Iranian opposition groups, meanwhile, say that sometimes the Iranian government kills dissident scientists -- who may or may not have anything to do with nuclear weapons -- and then blames the murders on the West.
In January 2010, a motorcycle parked outside the house of nuclear physicist Masoud Ali Mohammadi was detonated by remote control when he walked past.
The regime blamed his murder on a "triangle of wickedness," meaning the U.S., Israel and their "hired agents." "Zionists did it," said Ahmadinejad. "They hate us and they don't want us to progress." Ali Larjani, chairman of the Iranian parliament, said the government had "clear information that the intelligence regime of the Zionist regime and the CIA wanted to implement terrorist acts."
But Western intelligence agencies had conflicting information about whether Mohammadi, a particle physicist, was really contributing to the nuclear program. An Iranian opposition group said Mohammadi had been killed by the regime because he was a supporter of Mir Hossein Mousavi, whom many believe actually won the 2009 Iranian presidential election before vote-tampering handed the victory to Ahmadinejad. A German-based opposition group released a photo of an alleged Arab hitman who had supposedly carried out Mohammadi's assassination on regime orders.

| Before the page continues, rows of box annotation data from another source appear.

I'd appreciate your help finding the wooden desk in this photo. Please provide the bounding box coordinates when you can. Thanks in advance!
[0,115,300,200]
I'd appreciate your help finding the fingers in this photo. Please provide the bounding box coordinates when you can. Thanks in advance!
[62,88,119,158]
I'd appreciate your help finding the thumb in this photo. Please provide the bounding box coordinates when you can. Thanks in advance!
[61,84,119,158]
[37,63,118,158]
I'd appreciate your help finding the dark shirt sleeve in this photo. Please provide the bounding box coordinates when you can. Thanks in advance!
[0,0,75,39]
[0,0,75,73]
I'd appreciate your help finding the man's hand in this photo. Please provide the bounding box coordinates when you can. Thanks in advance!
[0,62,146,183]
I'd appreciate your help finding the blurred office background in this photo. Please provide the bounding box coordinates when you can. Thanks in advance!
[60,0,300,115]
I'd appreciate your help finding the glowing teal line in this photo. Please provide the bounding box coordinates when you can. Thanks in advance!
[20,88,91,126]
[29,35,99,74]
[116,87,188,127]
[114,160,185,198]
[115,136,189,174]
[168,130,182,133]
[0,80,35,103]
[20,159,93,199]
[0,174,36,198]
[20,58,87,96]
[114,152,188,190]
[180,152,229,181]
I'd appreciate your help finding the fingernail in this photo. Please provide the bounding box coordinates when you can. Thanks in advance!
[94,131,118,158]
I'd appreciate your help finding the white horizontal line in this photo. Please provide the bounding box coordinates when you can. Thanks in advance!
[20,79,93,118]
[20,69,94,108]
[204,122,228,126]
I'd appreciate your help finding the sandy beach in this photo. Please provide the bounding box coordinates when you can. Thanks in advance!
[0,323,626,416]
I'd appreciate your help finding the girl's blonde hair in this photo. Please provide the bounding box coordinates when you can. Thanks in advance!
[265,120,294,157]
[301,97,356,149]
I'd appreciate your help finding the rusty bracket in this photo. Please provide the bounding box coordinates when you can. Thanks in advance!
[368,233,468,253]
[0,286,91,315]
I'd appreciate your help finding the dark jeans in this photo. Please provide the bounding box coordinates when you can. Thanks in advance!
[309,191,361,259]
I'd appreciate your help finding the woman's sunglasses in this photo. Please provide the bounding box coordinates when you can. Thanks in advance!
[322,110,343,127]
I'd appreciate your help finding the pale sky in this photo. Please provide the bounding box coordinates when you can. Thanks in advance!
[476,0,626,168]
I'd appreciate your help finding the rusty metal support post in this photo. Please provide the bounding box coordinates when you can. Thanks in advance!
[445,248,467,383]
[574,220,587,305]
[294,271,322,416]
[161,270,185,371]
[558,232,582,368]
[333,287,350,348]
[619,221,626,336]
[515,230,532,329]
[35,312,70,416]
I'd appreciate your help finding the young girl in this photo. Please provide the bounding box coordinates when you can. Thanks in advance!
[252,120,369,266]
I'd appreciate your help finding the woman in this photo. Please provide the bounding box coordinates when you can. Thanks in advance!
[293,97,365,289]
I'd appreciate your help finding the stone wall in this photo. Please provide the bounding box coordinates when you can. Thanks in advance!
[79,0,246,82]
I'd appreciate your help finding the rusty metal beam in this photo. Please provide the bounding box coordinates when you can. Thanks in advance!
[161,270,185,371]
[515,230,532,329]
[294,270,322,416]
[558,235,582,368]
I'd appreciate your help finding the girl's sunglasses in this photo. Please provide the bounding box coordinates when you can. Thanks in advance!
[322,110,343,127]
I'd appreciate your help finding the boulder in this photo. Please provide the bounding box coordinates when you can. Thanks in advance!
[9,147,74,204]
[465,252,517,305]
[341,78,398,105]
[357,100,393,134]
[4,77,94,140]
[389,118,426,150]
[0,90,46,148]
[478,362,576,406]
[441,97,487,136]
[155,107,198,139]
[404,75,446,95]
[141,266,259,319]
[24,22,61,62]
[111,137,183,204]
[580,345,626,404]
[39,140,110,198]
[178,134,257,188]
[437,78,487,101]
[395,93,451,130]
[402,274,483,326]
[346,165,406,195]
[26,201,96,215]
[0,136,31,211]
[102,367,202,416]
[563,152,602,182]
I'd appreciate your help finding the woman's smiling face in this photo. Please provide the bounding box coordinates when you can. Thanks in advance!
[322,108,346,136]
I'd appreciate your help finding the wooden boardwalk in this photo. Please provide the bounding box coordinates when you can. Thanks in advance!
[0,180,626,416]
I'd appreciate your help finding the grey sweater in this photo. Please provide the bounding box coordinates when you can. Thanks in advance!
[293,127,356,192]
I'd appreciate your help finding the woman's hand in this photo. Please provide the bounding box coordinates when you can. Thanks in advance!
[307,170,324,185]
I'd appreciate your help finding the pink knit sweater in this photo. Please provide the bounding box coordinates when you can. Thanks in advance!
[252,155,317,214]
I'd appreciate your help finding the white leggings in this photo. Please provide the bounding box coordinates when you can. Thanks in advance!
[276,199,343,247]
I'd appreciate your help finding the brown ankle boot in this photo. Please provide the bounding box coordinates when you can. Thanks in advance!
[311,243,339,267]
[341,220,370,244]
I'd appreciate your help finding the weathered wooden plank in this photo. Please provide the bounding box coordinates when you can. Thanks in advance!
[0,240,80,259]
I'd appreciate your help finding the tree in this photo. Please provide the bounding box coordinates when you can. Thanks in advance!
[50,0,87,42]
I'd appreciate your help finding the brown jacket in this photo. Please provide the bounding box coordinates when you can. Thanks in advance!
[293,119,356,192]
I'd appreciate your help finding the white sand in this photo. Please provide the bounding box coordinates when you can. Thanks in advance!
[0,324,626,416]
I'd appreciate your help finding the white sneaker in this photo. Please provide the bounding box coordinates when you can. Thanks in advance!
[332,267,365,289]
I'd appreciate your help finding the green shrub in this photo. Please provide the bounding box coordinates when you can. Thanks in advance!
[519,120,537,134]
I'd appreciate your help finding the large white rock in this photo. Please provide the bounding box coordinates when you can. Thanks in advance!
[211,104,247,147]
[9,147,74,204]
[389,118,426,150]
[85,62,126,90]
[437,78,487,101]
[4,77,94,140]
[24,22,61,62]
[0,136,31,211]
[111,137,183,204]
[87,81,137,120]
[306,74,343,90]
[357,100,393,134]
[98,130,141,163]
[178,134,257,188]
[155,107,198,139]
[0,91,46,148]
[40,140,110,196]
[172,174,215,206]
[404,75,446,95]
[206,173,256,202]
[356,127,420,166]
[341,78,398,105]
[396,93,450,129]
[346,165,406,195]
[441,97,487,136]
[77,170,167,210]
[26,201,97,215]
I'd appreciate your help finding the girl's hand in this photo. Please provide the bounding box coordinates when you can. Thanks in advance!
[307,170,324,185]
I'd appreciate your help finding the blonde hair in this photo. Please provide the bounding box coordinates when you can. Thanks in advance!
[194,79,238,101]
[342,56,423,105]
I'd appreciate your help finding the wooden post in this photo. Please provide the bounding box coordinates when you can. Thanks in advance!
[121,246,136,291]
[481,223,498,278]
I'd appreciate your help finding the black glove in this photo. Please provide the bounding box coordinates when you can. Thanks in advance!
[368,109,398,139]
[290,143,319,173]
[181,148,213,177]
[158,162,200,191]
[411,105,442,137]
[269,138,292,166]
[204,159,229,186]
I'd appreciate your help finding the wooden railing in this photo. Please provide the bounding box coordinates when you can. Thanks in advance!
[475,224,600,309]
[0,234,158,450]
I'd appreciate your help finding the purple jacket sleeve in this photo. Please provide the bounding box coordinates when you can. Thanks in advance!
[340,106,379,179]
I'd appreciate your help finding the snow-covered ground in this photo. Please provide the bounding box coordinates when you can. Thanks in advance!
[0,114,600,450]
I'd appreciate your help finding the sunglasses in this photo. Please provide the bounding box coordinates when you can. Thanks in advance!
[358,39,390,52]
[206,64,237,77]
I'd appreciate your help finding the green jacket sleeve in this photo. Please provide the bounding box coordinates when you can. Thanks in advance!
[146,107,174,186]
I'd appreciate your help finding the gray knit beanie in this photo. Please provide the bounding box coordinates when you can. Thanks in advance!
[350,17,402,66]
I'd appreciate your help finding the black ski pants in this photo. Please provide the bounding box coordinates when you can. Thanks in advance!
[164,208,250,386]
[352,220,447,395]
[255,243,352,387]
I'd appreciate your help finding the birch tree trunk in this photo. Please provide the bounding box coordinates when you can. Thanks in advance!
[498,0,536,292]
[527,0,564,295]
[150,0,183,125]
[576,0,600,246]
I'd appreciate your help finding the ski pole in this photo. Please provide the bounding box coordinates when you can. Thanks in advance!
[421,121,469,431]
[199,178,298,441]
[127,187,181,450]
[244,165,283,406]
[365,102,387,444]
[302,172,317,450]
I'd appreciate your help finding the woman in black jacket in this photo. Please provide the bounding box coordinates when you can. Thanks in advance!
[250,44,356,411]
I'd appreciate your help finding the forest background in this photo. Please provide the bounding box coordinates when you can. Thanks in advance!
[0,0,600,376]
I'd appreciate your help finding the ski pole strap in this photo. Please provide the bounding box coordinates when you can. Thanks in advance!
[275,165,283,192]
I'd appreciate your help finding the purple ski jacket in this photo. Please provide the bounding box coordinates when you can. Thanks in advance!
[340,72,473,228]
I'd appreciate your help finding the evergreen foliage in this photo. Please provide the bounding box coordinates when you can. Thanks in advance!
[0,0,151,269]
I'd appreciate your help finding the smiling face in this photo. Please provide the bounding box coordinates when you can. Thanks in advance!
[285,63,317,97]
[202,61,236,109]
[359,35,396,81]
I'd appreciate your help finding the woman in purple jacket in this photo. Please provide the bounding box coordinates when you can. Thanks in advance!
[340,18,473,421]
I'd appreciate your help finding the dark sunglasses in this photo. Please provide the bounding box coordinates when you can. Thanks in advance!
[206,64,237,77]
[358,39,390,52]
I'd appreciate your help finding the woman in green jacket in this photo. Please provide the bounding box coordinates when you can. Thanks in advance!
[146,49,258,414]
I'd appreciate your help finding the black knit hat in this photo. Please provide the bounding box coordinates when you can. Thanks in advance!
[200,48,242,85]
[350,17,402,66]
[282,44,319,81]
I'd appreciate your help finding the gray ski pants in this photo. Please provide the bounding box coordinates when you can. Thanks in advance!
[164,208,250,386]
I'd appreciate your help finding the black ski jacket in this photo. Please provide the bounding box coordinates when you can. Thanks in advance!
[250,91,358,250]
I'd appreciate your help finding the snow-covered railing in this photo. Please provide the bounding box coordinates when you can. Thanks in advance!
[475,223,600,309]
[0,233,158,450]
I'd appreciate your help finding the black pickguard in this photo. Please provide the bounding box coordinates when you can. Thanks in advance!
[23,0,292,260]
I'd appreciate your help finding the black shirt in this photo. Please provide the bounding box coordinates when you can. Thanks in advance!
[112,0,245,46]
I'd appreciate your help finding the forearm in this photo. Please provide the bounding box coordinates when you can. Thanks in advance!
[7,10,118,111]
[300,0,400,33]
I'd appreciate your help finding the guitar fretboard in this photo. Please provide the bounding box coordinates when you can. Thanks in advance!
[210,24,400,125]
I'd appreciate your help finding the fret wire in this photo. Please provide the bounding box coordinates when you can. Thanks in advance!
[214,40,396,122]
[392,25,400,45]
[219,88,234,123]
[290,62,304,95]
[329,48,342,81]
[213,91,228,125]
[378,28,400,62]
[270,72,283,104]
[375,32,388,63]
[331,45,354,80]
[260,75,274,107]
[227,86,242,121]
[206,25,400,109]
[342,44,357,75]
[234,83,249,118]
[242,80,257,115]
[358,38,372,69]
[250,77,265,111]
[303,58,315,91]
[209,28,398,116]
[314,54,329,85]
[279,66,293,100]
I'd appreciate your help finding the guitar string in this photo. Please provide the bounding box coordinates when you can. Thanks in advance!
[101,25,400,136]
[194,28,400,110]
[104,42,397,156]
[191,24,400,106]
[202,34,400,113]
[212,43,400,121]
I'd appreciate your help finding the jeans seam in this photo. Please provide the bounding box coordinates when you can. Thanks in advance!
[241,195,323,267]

At Mohammadi's funeral, hundreds of regime loyalists waving anti-Israel banners packed the procession, where they clashed with supporters of Mousavi's Green Movement.
U.S. Official: Murder Charges 'Absurd'
A former senior intelligence official involved in efforts to thwart Iran's nuclear program told ABC News that assassinations of top Iranian scientists were usually assumed to be the work of Israel, but that the Israelis would never confirm or admit responsibility.
"Every time we ask," said the official, "they just smile and say, 'We have no idea what you are talking about.' "
The U.S., for its part, has officially denied any involvement in the deaths of Iranian scientists. A White House spokesman called the accusations "absurd" after Mohammadi's death. The CIA is known, however, to have recruited scientists as spies.
In 2007, after Iranian General Ali-Reza Asgari went missing in Turkey, the Iranian government said the intelligence official had been kidnapped by Mossad. The Israeli and Western media said he had defected, and was busy providing information on Iran's nuclear program.
Two years later, award-winning Iranian nuclear scientist Shahram Amiri disappeared while on a pilgrimage to Mecca. He later resurfaced in the United States after defecting to the CIA in return for a large sum of money, according to people briefed on the operation by intelligence officials. A spokesperson for the CIA declined official comment.
Amiri, a nuclear physicist in his early 30s, worked at Tehran's Malek Ashtar University, which is closely connected to Iran's Revolutionary Guard, according to the Associated Press.
When Amiri disappeared, Iran's Foreign Minister, Manouchehr Mottaki, and other Iranian officials blamed the U.S. for "kidnapping" Amiri.
After resurfacing in the U.S., Amiri released two videos, one in which he claimed he was kidnapped by the CIA, and another in which he denied he was kidnapped. He later repeated the kidnapping story publicly, said he had "escaped" from the CIA, and returned to Iran.
Amiri was recruited by the CIA because his relatively young age -- he was not 30 when he first began to work for the Americans -- and his proximity to more senior Iranian nuclear scientists would allow the CIA to collect intelligence on the program for many years, according to a U.S. official involved in the Amiri operation.
In January 2011, a dissident website reported that Amiri was being held in a Tehran prison and had been tortured.